Additional State Details
The regional meet will still play a key role in qualify for state, even having q-times. This is because athletes must be entered into their state event at the regional meet even if a q-time has been met. Additionally, athletes must also compete and legally finish in the event at regionals to qualify for State. If a swimmer is disqualified or does not finish the regional event, they will not be allowed to compete in that event at the State Meet, even if they had achieved the qualifying standard during the regular season.
The field of 32 state swim qualifiers consists of:
- All swimmers that have met qualifying standard and competes in that event at the regional meet
- This includes anyone who meets the q-time during season or at the regional meet
- The next fastest regional times from swimmers that did not meet the q-time standard until the field of 32 is filled
- Regional champions from each event are auto qualifiers for the State Meet regardless of time
The field of 32 state dive qualifiers consists of:
- Regional Champions auto qualify
- The next best 26 scores from the regional meet
Prelims are seeded differently than before. The first heat will be seeds 25-32. The last three heats are circle-seeded. Here’s an example – the top three seeds in the state will swim in three separate heats. Number 1 will be in the fastest lane in last heat (heat 4). Number 2 will be in the fastest lane in the third heat. Number 3 will be in the fastest lane in the second heat. This will continue through all remaining 24 seeds. Notice the color gradation of the people icons on the graphic. They are colored in groups of three to illustrate this circle-seeding process.
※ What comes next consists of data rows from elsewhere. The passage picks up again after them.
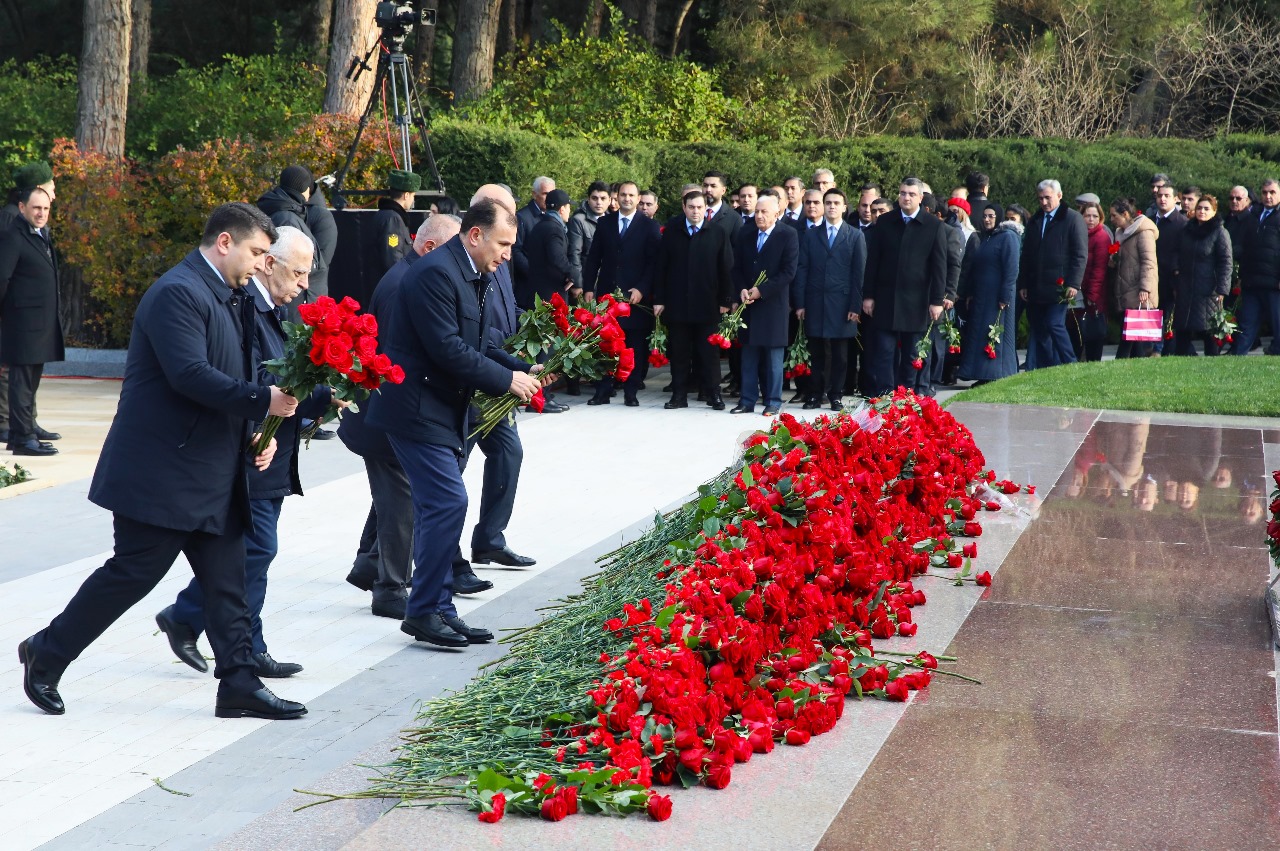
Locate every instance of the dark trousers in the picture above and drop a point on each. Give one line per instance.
(385, 553)
(144, 554)
(23, 384)
(638, 342)
(1253, 305)
(439, 513)
(261, 544)
(1184, 343)
(890, 356)
(1048, 335)
(830, 362)
(682, 341)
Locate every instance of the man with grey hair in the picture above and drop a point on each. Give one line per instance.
(284, 278)
(526, 218)
(1055, 248)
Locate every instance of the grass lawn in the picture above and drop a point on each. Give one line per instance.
(1233, 385)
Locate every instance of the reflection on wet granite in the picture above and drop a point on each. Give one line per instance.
(1128, 694)
(956, 778)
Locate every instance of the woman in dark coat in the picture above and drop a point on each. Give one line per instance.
(991, 283)
(1203, 278)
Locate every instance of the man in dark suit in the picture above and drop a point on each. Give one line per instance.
(547, 251)
(283, 278)
(691, 289)
(31, 333)
(172, 469)
(526, 219)
(624, 257)
(388, 233)
(827, 297)
(771, 250)
(438, 332)
(906, 274)
(24, 177)
(1055, 248)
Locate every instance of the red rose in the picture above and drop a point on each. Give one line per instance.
(658, 808)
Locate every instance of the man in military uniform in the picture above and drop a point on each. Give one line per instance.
(389, 236)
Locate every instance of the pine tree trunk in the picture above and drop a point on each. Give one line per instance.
(475, 41)
(321, 23)
(104, 77)
(140, 44)
(353, 33)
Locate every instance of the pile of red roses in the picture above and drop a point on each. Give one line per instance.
(334, 346)
(771, 612)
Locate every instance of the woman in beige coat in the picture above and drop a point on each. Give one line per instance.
(1134, 268)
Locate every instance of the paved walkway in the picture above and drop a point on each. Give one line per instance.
(1091, 571)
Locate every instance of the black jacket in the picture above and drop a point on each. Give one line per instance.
(625, 261)
(174, 456)
(438, 333)
(1203, 271)
(1060, 254)
(387, 239)
(280, 479)
(1260, 251)
(694, 277)
(828, 283)
(767, 318)
(30, 328)
(547, 251)
(906, 270)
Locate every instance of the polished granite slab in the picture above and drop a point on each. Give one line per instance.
(1129, 686)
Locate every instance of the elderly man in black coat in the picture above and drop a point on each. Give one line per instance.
(827, 297)
(1055, 248)
(691, 289)
(903, 289)
(771, 248)
(284, 277)
(172, 469)
(624, 257)
(437, 330)
(31, 333)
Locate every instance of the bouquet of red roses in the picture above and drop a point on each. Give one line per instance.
(584, 342)
(334, 346)
(798, 357)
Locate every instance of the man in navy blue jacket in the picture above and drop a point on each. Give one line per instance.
(283, 278)
(438, 333)
(625, 256)
(172, 469)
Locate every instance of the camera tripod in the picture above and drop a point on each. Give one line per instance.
(393, 71)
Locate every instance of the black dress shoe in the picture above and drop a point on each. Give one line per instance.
(264, 666)
(392, 608)
(470, 584)
(360, 580)
(32, 447)
(39, 682)
(182, 640)
(433, 630)
(474, 635)
(259, 704)
(503, 556)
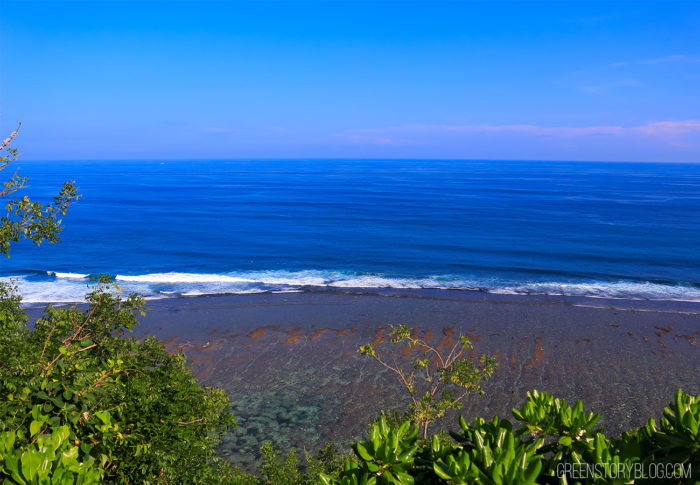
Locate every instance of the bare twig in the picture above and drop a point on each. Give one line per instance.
(9, 139)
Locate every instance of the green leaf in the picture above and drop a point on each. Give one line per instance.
(34, 427)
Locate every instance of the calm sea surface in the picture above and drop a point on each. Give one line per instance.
(169, 228)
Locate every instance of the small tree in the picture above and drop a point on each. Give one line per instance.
(27, 219)
(439, 374)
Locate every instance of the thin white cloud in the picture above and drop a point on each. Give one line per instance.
(658, 60)
(409, 133)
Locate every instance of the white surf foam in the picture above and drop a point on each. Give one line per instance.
(70, 287)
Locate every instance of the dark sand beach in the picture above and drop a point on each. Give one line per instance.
(290, 364)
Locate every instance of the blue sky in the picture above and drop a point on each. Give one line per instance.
(494, 80)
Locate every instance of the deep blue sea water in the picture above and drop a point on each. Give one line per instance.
(169, 228)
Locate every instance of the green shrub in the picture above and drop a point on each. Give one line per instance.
(128, 405)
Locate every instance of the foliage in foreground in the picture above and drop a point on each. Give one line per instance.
(437, 380)
(555, 443)
(25, 218)
(84, 401)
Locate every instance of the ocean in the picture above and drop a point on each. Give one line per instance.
(180, 228)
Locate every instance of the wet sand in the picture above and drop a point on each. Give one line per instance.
(290, 362)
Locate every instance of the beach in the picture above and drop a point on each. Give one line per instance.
(290, 364)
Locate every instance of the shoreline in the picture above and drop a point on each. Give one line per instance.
(289, 361)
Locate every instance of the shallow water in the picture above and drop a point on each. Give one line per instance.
(290, 362)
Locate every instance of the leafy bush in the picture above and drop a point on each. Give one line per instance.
(556, 443)
(128, 406)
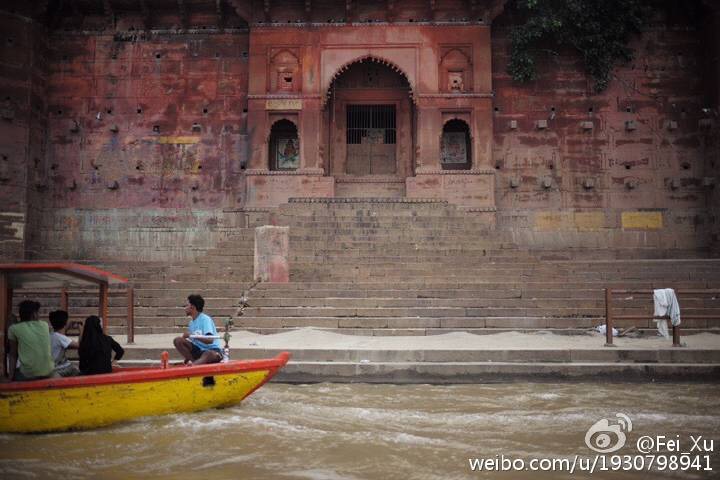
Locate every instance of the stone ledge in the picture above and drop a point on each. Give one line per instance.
(484, 171)
(367, 200)
(283, 96)
(369, 180)
(479, 209)
(308, 172)
(457, 95)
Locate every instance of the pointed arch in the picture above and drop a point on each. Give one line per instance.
(368, 58)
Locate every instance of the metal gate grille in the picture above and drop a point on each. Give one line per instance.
(364, 121)
(371, 137)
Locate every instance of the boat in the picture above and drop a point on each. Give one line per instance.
(86, 402)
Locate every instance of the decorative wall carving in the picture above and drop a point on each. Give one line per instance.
(285, 71)
(456, 69)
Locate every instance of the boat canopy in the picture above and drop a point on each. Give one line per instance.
(63, 277)
(56, 276)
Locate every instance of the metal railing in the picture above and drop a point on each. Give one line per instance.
(610, 317)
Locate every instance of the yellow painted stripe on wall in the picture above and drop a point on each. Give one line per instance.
(90, 407)
(176, 140)
(642, 220)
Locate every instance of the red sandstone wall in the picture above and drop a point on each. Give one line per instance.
(23, 128)
(147, 140)
(608, 186)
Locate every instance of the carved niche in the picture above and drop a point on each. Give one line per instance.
(284, 72)
(456, 69)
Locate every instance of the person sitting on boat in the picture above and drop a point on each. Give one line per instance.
(197, 351)
(59, 344)
(29, 341)
(96, 348)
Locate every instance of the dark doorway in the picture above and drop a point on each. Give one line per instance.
(371, 139)
(455, 148)
(284, 146)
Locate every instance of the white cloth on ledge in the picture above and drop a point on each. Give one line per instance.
(666, 304)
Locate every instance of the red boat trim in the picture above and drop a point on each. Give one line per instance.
(84, 272)
(142, 375)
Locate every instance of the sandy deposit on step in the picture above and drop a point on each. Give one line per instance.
(313, 338)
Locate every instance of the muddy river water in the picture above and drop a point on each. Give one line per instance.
(361, 431)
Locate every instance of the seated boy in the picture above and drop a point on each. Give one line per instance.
(29, 342)
(59, 344)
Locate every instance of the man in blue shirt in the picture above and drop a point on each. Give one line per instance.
(196, 351)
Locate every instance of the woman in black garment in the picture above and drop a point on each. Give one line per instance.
(96, 348)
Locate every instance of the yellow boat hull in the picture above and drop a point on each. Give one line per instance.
(64, 405)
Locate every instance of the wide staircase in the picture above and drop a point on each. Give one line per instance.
(418, 268)
(398, 267)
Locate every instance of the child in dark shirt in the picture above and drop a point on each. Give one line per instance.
(96, 348)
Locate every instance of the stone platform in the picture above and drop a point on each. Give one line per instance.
(323, 356)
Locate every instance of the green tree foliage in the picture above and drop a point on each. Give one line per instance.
(599, 30)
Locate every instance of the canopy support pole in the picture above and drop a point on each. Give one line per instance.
(5, 310)
(103, 305)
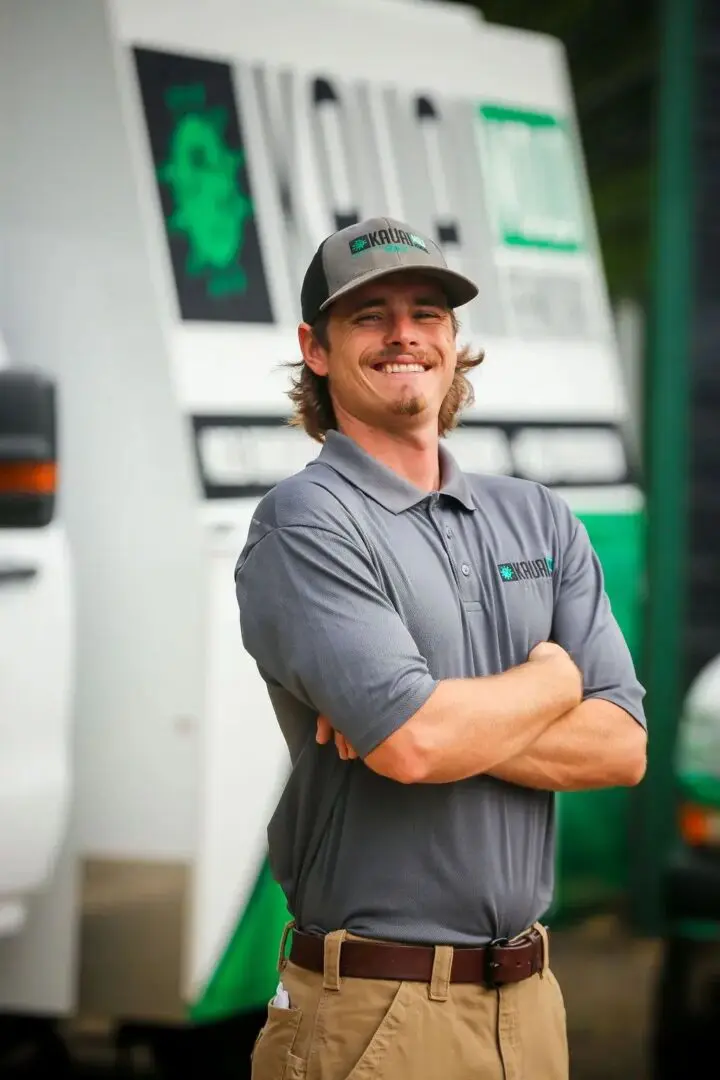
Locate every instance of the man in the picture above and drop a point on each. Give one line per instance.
(442, 658)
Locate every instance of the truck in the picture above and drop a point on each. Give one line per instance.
(171, 170)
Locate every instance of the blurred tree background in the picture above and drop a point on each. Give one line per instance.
(612, 52)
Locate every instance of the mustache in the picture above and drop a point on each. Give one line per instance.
(388, 355)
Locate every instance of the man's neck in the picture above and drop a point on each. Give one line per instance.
(412, 455)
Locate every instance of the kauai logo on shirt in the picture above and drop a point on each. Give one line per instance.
(527, 569)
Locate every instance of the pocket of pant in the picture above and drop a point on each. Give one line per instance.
(273, 1048)
(371, 1062)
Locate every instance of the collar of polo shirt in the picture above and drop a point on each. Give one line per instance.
(383, 485)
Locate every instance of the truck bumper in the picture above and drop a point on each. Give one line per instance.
(692, 885)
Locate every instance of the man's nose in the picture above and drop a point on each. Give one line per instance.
(402, 331)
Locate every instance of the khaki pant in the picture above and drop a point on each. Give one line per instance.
(361, 1028)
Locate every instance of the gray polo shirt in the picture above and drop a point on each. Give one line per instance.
(357, 593)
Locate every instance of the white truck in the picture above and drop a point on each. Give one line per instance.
(168, 169)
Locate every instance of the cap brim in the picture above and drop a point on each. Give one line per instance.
(458, 288)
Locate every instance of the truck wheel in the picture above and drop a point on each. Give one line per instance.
(685, 1010)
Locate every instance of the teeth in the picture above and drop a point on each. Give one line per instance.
(399, 368)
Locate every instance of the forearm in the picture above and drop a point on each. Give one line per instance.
(471, 726)
(594, 745)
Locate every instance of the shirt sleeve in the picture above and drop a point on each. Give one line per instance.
(585, 626)
(316, 620)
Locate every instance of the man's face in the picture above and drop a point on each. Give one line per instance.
(391, 354)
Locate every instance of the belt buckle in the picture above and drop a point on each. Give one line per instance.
(491, 964)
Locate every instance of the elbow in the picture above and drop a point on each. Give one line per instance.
(635, 770)
(635, 761)
(401, 758)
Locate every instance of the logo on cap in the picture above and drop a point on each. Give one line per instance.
(390, 240)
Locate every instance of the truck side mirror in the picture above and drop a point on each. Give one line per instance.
(28, 448)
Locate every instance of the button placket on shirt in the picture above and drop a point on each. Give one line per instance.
(465, 577)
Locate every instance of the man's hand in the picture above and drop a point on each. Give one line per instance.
(545, 652)
(325, 732)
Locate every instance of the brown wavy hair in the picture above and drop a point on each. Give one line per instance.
(312, 404)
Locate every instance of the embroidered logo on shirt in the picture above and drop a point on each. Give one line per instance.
(527, 569)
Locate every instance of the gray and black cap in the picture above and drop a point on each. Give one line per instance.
(374, 248)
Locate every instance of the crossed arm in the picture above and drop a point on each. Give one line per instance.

Finals will consist of two heats. The first heat is known as consolation finals because those seeded 9-16 are ineligible to finish higher than 9th place. Yes, that means theoretically someone could break the state record in this heat but not finish higher than 9th (aka no spot on the podium). This is incredibly unlikely to ever occur. Scoring for the state meet goes through 16 places, so swimmers in this heat are racing for points for their team. The last heat are true finals (we like to think of them as “podium finals”). These top eight swimmers are racing for spots on the podium in addition to points for their team.
All relays swim timed finals like prior years. They are also seeded as before, with the slowest seeds in the last heat and the fastest seeds in the final heat.